Whitney’s face comes back to me then, red-eyed, desolate. “She told me about her dad.”

“How much did she tell you?”

“That he was—” The conversation seems like a million years ago. “That he was kind of an asshole, and he was killed by a drunk driver.”

“From what she told me, he wasn’t a very good dad. He was the kind of man who always wanted to have a good time, and he hated it when Whitney had different ideas about what that meant. They’d fight. But they were alike in ways, you know? When things were good, they were good. That last fight—” Summer shakes her head. “It must have been awful for them both.”

“It must have been, but I don’t see what that has to do with this.

“Everything, Wes. Whitney took that to heart. She knows the clock is ticking. On life, I mean. Which sounds morbid and totally depressing, but she knows it can all go away in an instant. And I think, on some level, her dad felt that too.”

We’re silent for a moment.

“It’s obviously a complicated situation, but I think that Whitney is the way she is because she’s trying to live up to an idealized version of what he would have been like. She’s trying to seize every moment she possibly can. Make it all magical.”

She’s got that right.

“And then...you know, if one of us were in a Broadway show, Mom and Dad would be in the front row.”

“Of course they would be. It would be embarrassing as fuck, with how Mom can get.”

“Whit’s mom has never been in the picture. And her dad won’t be in the front row on Friday. And even if they fought—”

“She’d still want him to be proud of her. Jesus Christ.” I drop my head into my hands. “Well, that settles it. I need to pack up and move on. I took that pain and dug into it with my own nails.”

“Oh, stop, Wes. Have you talked to her since you two split?”

“No.”

“She’s a mess. And she misses that you cooked dinner at the same time. That’s”—her mouth drops open while she searches for the words—“unprecedented. The Whitney I know and love would never allow herself to get excited over something as pedestrian and predictable as dinner at the same time. You were good for her.”

“Yes. That’s why she wanted me to fuck off.”

“Maybe she wanted you to fuck off because she was pissed. And hurting. And maybe she regrets it.”

“I’m not waking her up in the middle of the night to find out.”

“Ah, the courteous prince. No, don’t wake her up in the middle of the night. Don’t do anything in the middle of the night.
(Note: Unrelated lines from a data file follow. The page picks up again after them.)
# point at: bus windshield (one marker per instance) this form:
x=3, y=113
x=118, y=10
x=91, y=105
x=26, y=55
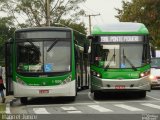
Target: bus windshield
x=44, y=56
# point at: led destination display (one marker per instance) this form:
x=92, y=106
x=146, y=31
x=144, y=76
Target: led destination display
x=121, y=39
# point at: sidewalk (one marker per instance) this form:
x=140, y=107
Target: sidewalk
x=5, y=107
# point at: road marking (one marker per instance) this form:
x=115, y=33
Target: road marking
x=153, y=97
x=130, y=108
x=40, y=111
x=74, y=111
x=69, y=108
x=99, y=108
x=151, y=105
x=89, y=96
x=8, y=108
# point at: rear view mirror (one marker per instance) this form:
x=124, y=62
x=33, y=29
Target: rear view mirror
x=89, y=37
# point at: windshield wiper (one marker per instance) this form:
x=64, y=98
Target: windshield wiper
x=113, y=58
x=52, y=45
x=33, y=45
x=125, y=58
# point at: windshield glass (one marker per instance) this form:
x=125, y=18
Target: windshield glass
x=155, y=62
x=124, y=52
x=43, y=56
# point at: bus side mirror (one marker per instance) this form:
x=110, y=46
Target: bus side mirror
x=90, y=37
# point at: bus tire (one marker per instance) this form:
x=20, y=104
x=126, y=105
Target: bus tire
x=23, y=100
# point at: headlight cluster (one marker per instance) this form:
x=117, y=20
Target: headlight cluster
x=152, y=77
x=20, y=81
x=95, y=74
x=67, y=80
x=143, y=74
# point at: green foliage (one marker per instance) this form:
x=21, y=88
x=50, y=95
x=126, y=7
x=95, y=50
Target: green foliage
x=144, y=11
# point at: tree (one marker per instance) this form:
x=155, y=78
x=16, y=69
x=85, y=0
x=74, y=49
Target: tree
x=144, y=11
x=6, y=32
x=34, y=11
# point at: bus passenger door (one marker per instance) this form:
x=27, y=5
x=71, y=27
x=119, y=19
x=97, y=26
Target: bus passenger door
x=8, y=67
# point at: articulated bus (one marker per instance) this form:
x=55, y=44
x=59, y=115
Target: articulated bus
x=120, y=58
x=42, y=62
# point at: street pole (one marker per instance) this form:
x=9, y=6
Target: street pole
x=90, y=25
x=48, y=12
It’s almost always a bad idea.”

“Then what do I do?” It’s a pathetic question, and one I would never say out loud in broad daylight. I would never ask my younger sister for this kind of advice. I’m only skating across the edges of complete humiliation because of the hour. And because every inch of me is on fire with pain. With missing her.

“She’s never going to stop looking for you, Wes. Show her that she’s been found.”

“Jesus, Sunny, that’s the most cryptic thing you’ve ever said to me. How the fuck am I supposed to do that?”

“I know exactly how. All you have to do is follow through.”

I lean my elbows on my knees and look into the fire. “This is fucked up. I shouldn’t even be asking you for help. I shouldn’t be asking anyone.”

Summer sighs, then reaches over and pats me on the back. “No. You should have asked a long time ago. Get used to it, buddy.”

She unfolds herself from the chair and makes her way back toward the house. “Turn the fire off when you’re done staring into it. There’s an extra blanket in the closet.” She’s quick, light on her feet, and at the back door in a heartbeat.

“Hey, Sunny?”

“Yeah?” She pauses with her hand on the door, looking back with her expression open, the hint of a smile on her face.

“Thanks.”

She blows me a kiss with her fingertips and goes inside.